The window for AI visibility advantage remains open, but it won't be won with better tools. It will be won by companies that understand their customers better than competitors do. In generative search, as in all marketing, customer understanding is the only sustainable competitive advantage.
Frequently asked questions
Q: Do we really need to abandon SEO for AEO?
No. Traditional SEO still drives significant traffic and builds part of the foundation for AI visibility. Your website needs to rank well enough to be considered by AI systems. Think of SEO and AEO as complementary strategies, not replacements. Strong Google rankings get you into consideration; customer understanding gets you recommended.
Q: How long before we see results from AEO efforts?

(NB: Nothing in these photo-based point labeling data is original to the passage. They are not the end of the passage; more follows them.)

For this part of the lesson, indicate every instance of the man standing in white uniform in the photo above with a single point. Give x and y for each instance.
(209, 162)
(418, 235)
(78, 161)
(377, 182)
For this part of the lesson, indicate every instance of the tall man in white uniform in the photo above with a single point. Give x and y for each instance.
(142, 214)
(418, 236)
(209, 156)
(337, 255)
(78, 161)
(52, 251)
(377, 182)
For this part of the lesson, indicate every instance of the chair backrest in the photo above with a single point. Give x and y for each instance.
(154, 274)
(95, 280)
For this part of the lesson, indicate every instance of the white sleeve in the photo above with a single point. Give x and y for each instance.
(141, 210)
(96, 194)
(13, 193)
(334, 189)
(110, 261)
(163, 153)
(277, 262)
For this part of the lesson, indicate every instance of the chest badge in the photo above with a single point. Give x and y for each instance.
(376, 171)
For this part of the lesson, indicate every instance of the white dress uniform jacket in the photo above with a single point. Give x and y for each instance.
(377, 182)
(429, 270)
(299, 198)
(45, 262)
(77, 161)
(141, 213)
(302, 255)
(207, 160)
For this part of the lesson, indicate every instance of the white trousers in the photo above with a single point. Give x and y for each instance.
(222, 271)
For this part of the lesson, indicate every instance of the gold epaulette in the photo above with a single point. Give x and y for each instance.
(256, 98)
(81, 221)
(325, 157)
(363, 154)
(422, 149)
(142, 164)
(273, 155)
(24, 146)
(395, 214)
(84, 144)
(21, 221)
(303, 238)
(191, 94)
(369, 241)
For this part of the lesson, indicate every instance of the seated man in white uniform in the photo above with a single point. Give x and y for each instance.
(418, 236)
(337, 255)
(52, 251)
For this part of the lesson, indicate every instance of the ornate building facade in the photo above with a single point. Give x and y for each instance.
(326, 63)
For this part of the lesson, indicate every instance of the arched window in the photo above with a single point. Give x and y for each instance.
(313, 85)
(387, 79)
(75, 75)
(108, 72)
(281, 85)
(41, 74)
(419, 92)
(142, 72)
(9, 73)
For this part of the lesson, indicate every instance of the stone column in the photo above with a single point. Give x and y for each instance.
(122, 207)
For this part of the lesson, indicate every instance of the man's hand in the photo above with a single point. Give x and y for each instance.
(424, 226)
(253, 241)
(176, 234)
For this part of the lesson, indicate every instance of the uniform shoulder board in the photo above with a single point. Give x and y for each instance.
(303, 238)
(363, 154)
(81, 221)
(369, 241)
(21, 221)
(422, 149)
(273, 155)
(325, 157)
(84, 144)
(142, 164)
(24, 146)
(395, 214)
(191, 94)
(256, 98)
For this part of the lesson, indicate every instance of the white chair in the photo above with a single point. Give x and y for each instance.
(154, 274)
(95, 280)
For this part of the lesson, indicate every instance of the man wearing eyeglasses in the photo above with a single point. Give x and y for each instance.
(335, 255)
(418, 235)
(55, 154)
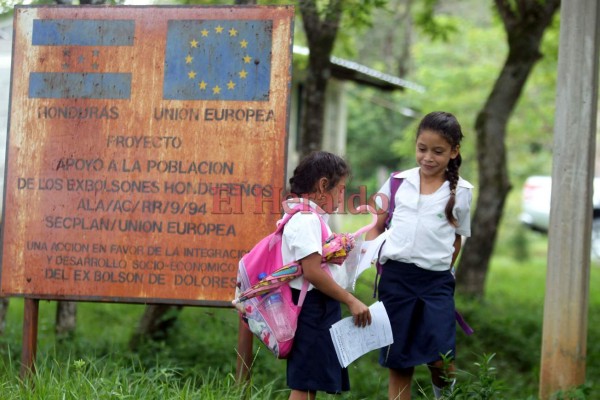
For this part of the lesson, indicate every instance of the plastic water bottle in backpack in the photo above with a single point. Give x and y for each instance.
(282, 327)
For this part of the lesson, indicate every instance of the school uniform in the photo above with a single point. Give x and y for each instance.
(416, 284)
(313, 364)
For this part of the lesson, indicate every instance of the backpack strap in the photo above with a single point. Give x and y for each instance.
(394, 186)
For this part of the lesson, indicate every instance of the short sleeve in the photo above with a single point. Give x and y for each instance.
(302, 235)
(463, 211)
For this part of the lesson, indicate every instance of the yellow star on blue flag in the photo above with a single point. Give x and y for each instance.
(218, 60)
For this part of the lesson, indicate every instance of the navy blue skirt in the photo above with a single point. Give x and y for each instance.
(313, 364)
(420, 304)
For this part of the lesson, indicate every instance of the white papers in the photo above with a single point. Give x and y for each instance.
(361, 258)
(351, 342)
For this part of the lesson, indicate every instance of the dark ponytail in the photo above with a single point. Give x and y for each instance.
(446, 125)
(317, 165)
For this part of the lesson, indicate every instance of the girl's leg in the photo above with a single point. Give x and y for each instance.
(442, 373)
(301, 395)
(400, 381)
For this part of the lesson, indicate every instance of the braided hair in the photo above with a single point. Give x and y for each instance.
(446, 125)
(317, 165)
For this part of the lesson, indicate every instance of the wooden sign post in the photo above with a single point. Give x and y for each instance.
(146, 150)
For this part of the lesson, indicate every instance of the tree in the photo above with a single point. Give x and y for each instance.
(321, 29)
(524, 22)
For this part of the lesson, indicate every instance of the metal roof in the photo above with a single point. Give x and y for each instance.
(350, 70)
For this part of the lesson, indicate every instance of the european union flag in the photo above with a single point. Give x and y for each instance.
(218, 60)
(82, 72)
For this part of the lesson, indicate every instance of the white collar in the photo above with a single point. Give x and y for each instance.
(412, 176)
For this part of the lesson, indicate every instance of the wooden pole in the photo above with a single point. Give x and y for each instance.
(567, 282)
(30, 328)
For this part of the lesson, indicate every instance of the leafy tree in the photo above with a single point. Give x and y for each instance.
(525, 23)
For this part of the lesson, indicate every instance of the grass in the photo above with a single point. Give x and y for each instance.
(198, 359)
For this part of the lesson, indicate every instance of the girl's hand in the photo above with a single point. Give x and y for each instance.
(361, 315)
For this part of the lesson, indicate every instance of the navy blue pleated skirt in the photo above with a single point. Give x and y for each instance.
(313, 364)
(420, 304)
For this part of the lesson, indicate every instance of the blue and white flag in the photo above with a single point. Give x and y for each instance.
(84, 71)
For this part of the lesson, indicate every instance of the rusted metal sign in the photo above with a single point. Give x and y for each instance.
(146, 149)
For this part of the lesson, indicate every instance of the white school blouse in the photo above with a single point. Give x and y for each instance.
(302, 237)
(420, 233)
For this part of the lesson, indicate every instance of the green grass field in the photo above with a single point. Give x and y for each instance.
(198, 359)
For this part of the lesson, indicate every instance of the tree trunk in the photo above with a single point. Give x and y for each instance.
(155, 324)
(66, 320)
(525, 23)
(321, 32)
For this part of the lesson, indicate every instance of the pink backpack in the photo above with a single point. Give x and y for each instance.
(263, 284)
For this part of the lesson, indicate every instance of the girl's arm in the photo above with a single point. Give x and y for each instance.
(379, 227)
(457, 247)
(311, 267)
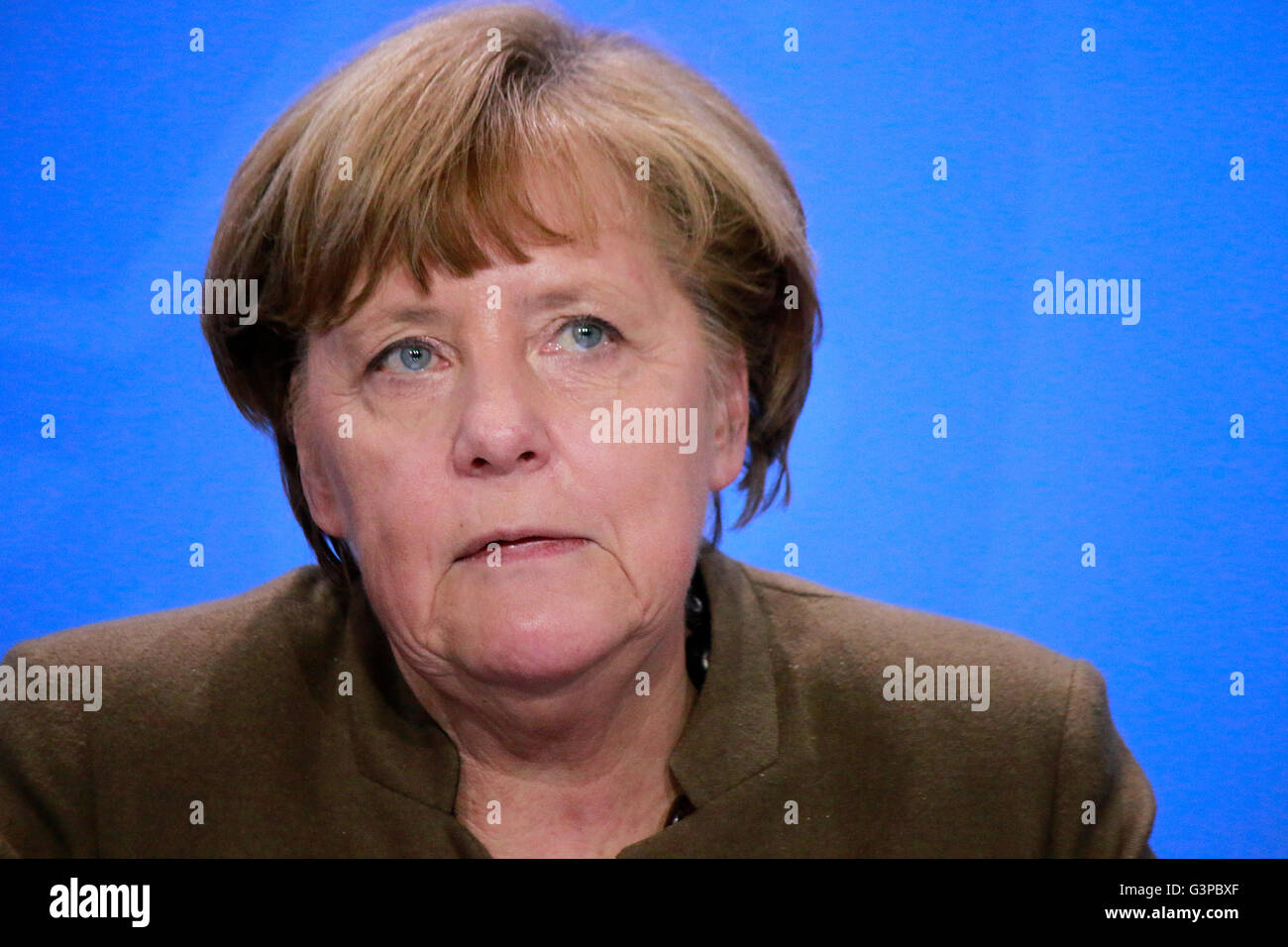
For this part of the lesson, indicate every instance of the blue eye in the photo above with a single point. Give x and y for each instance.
(585, 333)
(413, 355)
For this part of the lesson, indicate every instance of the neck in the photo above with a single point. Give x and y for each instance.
(580, 770)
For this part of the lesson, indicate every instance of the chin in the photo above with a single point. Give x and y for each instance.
(539, 639)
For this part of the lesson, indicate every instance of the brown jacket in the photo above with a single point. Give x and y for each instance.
(793, 746)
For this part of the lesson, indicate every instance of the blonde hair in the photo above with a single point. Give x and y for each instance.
(442, 124)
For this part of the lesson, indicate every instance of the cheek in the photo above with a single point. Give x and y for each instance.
(394, 495)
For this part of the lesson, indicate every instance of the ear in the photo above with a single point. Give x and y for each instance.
(732, 416)
(316, 474)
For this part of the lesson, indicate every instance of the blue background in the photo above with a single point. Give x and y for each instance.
(1063, 429)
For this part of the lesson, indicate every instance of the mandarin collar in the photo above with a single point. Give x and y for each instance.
(730, 735)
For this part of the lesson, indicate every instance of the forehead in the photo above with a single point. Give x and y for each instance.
(614, 257)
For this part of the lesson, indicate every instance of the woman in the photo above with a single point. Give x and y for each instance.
(527, 298)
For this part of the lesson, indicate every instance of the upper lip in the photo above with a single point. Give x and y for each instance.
(513, 535)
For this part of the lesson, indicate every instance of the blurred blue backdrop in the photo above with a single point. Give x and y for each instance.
(1063, 428)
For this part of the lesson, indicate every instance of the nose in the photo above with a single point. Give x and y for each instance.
(502, 424)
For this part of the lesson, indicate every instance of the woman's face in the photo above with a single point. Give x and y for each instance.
(432, 425)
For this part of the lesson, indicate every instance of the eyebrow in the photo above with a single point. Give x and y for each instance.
(589, 291)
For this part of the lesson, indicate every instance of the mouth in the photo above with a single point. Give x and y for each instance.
(519, 544)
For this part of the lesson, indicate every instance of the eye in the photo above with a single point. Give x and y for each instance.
(406, 356)
(585, 333)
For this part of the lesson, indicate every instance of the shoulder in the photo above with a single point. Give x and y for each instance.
(971, 718)
(141, 710)
(167, 646)
(166, 674)
(818, 628)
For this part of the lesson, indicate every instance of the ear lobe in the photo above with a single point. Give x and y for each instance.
(732, 423)
(317, 488)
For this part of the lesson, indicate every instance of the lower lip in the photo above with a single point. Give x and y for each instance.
(531, 549)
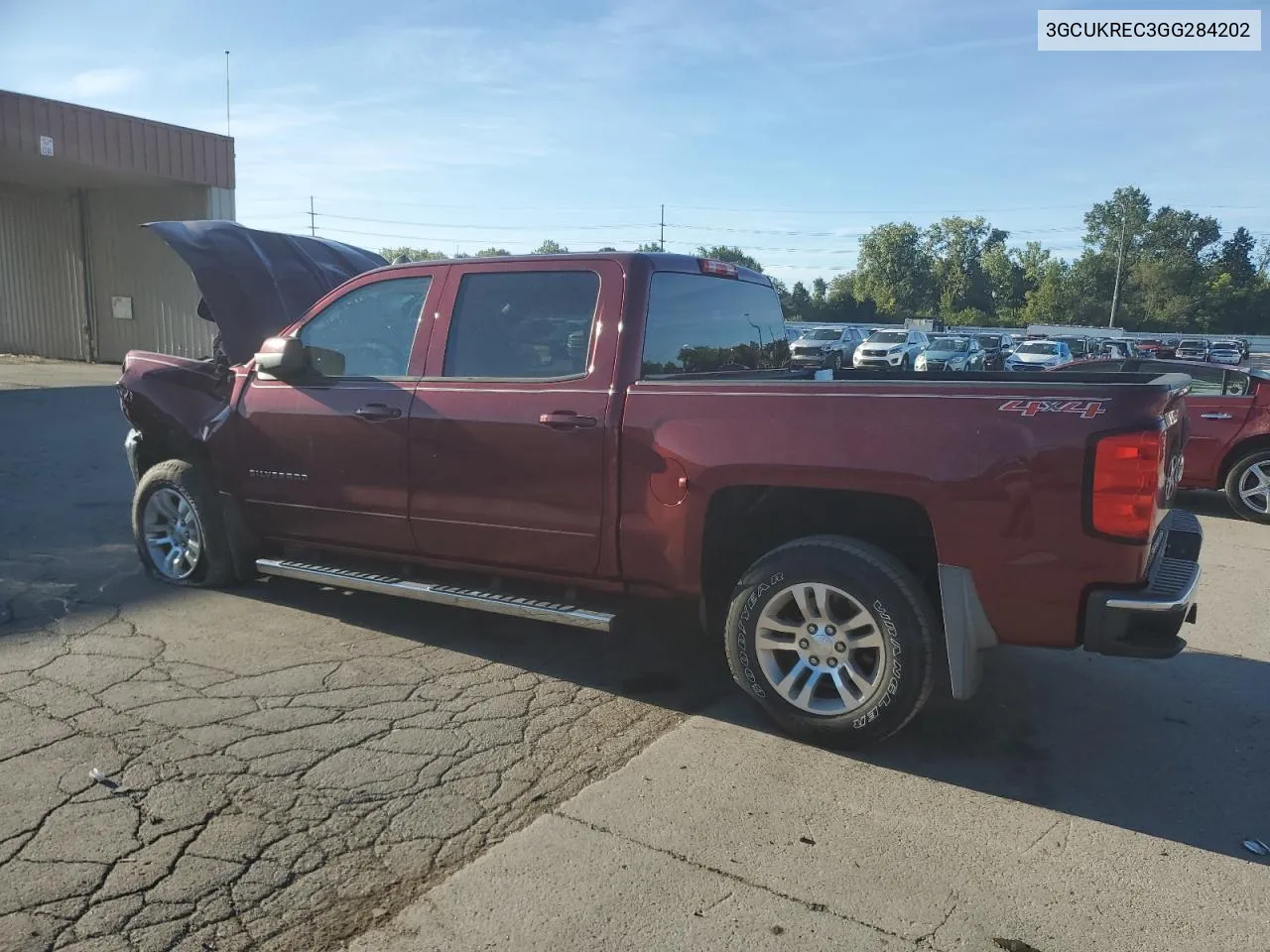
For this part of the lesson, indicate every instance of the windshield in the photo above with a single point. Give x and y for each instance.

Most companies see initial improvements in AI visibility within 8-12 weeks, with meaningful traffic impacts at 4-6 months. Some of our Fortune 500 clients saw 32% of qualified leads from AI platforms within 6 weeks, but they had existing authority to build upon. Starting from zero typically takes longer.
Q: Should we stop using our existing SEO tools?
Keep your SEO tools. They still matter for traditional search, which isn't completely disappearing. What you don't need are expensive AI monitoring tools that only track visibility without helping you improve it. Focus budgets on customer research and content creation instead.
Q: What if our industry doesn't use Reddit or G2?
Every industry has its community platforms. B2B software uses Reddit and G2. Healthcare might use specialized forums and PubMed. Finance has Bloomberg terminals and industry publications. Find where your buyers actually discuss solutions and participate there authentically.
Q: Can small companies compete with HubSpot's approach?
Yes. Smaller companies often have advantages in AEO. You can move faster on emerging topics, maintain more authentic community engagement, and build deeper expertise in narrow niches. Brand of a Leader gained AI visibility with under 20 employees through consistent thought leadership, not massive budgets.
Q: How do we measure ROI from customer understanding initiatives?
Track AI-sourced traffic in GA4 (if you can identify it through referrers or UTMs), monitor branded search increases after AI mentions, measure conversion rates from AI-referred visitors versus traditional search, and survey new customers about discovery sources. The 13x conversion advantage from AI traffic usually makes ROI clear within 6 months.
Q: What's the one thing we should do today?
Interview five customers about their actual buying journey. Ask what questions they had at each stage, where they went for answers, and what content would have helped. This single exercise will reveal more actionable insights than any monitoring tool.